Nikola Tesla's development of a system for the generation, distribution and utilization of electricity caused him to invest considerable thought into potential sources of mechanical energy to support the process.  In 1931 he wrote an article for Everyday Science and Mechanics entitled "Our Future Motive Power" which analyzed some alternatives to the combustion of fossil fuels for obtaining electrical power.  A closely related piece also appeared in the New York Times. The following observations on hot dry rock geothermal energy technology for AC power generation are derived from these two pieces.
 

Our Future Motive Power
The material as well as intellectual progress of Man is becoming ever more dependent on the natural forces and energies he is putting to his service.  While not exactly a true measure of well being and enlightenment, the amount of power used is a reliable indication of the degree of safety, comfort and convenience, without which the human race would be subject to increasing suffering and want and civilization might perish. . . . 

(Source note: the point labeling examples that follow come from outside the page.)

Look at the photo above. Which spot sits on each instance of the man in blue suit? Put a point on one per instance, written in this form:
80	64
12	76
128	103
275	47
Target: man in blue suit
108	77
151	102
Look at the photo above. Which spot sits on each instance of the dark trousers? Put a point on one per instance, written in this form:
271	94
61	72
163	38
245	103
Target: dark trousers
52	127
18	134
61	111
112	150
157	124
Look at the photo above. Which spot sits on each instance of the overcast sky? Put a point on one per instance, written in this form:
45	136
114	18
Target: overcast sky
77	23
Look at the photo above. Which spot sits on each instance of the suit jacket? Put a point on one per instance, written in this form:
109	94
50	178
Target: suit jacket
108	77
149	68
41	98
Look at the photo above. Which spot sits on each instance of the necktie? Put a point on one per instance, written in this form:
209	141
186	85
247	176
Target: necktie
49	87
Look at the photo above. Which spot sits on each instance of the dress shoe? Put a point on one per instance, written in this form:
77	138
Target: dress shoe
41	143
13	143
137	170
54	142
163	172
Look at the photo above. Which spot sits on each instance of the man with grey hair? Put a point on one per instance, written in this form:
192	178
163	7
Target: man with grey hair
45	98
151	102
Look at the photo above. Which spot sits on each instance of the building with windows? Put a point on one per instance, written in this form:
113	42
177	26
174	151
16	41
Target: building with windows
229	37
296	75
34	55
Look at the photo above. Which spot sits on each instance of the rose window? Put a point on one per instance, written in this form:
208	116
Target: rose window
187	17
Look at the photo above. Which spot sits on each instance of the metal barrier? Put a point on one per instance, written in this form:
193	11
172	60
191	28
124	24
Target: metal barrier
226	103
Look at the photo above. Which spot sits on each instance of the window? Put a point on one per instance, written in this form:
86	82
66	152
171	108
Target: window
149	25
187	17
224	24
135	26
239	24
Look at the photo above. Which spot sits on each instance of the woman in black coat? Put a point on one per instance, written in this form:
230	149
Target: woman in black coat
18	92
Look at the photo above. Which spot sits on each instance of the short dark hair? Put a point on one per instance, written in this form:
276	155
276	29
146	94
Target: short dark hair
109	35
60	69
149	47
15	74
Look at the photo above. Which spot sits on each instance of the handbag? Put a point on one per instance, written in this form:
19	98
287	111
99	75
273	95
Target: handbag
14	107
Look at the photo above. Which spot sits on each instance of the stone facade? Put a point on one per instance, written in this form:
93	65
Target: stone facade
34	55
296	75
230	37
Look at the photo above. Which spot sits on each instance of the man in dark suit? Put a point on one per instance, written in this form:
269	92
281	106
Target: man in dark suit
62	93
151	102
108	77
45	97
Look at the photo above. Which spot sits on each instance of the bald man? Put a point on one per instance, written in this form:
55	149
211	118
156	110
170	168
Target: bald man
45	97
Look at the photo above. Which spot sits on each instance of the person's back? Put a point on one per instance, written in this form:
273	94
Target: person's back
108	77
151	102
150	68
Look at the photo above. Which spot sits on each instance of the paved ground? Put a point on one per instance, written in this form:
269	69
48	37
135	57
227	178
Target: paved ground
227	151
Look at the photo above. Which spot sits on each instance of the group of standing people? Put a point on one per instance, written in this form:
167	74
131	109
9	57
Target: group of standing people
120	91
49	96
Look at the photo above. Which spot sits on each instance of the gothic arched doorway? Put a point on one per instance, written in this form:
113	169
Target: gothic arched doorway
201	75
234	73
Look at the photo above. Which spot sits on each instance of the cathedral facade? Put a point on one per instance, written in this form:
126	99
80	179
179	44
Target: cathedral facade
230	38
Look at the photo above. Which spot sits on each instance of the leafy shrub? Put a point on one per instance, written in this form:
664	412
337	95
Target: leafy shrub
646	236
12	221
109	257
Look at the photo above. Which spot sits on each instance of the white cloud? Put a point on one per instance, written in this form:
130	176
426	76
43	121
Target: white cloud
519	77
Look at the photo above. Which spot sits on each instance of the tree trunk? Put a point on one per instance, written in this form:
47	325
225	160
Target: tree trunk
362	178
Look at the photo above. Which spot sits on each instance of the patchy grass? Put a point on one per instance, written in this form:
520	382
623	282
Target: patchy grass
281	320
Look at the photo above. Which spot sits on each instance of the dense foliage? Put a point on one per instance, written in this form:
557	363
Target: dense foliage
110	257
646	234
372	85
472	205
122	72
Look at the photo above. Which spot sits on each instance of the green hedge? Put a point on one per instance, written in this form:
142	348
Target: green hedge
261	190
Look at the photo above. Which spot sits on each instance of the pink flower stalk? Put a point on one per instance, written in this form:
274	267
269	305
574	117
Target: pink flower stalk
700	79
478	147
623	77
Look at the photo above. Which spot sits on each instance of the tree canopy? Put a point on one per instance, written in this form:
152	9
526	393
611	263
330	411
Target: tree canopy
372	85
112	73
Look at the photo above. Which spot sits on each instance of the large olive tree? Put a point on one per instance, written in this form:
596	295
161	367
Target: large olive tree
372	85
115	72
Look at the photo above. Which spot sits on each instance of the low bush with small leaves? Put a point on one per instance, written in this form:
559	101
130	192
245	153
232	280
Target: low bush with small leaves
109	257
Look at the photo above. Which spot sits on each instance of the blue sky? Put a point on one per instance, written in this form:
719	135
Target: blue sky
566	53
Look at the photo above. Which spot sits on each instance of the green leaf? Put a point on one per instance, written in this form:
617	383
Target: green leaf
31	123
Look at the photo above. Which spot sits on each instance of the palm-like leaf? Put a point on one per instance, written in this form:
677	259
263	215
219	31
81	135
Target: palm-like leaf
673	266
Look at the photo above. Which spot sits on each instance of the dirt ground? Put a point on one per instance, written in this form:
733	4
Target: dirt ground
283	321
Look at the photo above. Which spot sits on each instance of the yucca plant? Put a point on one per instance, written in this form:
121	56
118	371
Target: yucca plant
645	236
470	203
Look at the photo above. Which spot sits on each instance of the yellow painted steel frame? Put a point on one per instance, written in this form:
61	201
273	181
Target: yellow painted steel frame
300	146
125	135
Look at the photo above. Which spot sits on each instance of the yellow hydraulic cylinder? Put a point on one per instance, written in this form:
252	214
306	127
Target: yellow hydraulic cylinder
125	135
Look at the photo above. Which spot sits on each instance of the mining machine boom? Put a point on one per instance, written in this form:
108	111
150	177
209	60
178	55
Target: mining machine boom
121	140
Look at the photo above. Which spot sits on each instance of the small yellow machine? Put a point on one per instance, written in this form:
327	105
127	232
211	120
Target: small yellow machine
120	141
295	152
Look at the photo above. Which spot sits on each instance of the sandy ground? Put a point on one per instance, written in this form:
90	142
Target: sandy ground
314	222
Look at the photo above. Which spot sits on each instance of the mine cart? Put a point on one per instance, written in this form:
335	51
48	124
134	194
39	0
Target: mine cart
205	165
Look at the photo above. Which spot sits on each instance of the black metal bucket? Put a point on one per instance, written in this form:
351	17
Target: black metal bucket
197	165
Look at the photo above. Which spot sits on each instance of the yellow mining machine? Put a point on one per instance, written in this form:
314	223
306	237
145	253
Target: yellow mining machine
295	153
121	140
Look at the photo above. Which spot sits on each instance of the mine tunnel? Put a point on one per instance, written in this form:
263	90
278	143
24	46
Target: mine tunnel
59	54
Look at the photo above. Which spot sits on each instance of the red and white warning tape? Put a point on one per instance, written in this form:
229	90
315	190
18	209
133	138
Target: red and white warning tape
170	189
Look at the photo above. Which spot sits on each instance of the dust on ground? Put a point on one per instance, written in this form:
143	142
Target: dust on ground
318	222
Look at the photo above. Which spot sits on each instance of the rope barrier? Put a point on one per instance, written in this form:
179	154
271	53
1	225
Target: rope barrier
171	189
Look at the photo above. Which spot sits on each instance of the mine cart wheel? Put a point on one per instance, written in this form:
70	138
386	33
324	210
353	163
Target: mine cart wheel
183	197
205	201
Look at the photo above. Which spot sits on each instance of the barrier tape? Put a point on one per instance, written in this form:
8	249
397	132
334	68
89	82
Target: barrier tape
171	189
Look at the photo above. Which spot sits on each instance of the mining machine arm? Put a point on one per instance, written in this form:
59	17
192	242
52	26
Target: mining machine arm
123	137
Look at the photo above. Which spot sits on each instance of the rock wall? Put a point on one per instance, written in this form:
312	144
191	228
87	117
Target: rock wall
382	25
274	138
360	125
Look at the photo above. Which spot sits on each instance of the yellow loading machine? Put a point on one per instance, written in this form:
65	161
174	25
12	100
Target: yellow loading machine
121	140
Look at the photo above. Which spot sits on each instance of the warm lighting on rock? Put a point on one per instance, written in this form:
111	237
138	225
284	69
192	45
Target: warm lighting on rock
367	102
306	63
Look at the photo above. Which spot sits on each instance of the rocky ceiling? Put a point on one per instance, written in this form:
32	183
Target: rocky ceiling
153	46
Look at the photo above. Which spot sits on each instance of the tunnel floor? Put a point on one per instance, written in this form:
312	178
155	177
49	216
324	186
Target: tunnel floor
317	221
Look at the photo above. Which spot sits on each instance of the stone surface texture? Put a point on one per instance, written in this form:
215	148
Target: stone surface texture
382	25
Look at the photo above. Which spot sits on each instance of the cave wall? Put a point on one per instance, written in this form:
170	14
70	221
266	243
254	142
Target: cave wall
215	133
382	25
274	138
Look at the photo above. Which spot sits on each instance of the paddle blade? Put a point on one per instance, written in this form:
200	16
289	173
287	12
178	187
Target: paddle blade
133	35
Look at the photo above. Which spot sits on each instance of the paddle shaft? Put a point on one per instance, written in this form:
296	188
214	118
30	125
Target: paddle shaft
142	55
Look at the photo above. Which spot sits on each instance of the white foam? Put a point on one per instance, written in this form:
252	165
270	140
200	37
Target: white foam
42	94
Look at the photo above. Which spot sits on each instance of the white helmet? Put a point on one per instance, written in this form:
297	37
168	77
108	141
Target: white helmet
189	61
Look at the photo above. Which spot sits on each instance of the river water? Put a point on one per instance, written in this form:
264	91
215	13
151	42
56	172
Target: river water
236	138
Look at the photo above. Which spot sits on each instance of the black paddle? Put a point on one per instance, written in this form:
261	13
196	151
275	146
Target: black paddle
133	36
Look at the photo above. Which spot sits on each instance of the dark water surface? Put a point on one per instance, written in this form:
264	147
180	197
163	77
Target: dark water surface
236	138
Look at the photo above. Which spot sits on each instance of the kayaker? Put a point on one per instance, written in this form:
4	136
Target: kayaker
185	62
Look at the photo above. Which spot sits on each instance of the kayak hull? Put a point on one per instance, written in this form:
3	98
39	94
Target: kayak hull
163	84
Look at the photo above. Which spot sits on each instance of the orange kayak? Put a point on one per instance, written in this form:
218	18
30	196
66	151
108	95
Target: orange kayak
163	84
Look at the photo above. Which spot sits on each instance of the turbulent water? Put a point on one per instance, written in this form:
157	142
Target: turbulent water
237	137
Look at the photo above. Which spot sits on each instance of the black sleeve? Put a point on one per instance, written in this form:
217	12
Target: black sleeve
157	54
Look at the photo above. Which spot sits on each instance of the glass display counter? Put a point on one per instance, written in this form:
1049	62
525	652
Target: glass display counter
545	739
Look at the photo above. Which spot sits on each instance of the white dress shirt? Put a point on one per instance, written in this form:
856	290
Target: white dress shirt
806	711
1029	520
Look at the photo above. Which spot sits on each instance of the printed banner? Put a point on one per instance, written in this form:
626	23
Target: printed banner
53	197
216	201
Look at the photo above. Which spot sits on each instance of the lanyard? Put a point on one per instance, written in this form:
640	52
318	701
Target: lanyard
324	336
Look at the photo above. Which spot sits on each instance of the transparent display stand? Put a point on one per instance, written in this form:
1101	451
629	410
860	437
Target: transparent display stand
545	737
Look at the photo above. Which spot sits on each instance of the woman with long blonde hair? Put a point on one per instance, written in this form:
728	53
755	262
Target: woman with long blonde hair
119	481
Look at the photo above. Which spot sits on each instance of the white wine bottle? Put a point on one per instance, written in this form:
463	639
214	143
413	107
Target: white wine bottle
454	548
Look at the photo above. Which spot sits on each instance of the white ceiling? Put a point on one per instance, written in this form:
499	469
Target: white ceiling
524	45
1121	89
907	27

It is noteworthy that . . . in 1852 Lord Kelvin called attention to natural heat as a source of power available to Man.  But, contrary to his habit of going to the bottom of every subject of his investigations, he contented himself with the mere suggestion.  Later, when the laws of thermo-dynamics became well understood, the prospects of utilizing temperature differences in the ocean, solid earth or the atmosphere, have been often examined. . . . 

In this regard, the utilization of temperature differences in the solid earth presents several important advantages.  It would make it unnecessary to go down to the tropics where power is of smaller value. Indeed, the colder the climate the better.  A shaft could be sunk in the midst of a densely populated district and a great saving effected in the cost of distribution.  The shaft would be costly, of course, but the apparatus cheap, simple and efficient.  The [above] drawing illustrates its essential parts comprising a boiler, a condenser, cooled by river or other water available, on the ground, a turbine coupled to a generator, and a motor-driven high vacuum pump.  The steam or vapor generated in the boiler is conveyed to the turbine and condenser through an insulated central pipe while the condensed water flows by gravity through another pipe reaching to depth at which the temperature of the ground exceeds that of the condensate.  By circulating the steam in great volume through the turbine and condenser I am able to maintain a considerable temperature difference between the ground and the interior of the shaft, so that a very great quantity of heat flows into the same continually; to be transformed into mechanical work.  The only requisite is a sufficient volume of cooling water.

By this method it is practicable to supply all the power which a small community may require from a shaft of moderate depth, certainly less than a mile.  And for isolated dwellings a few hundred feet depth would be ample, particularly if such a fluid such as ether is employed for running the turbine. [New York Times, Nov. 8, 1931]
All that is necessary to open up unlimited resources of power throughout the world is to find some economic and speedy way of sinking deep shafts.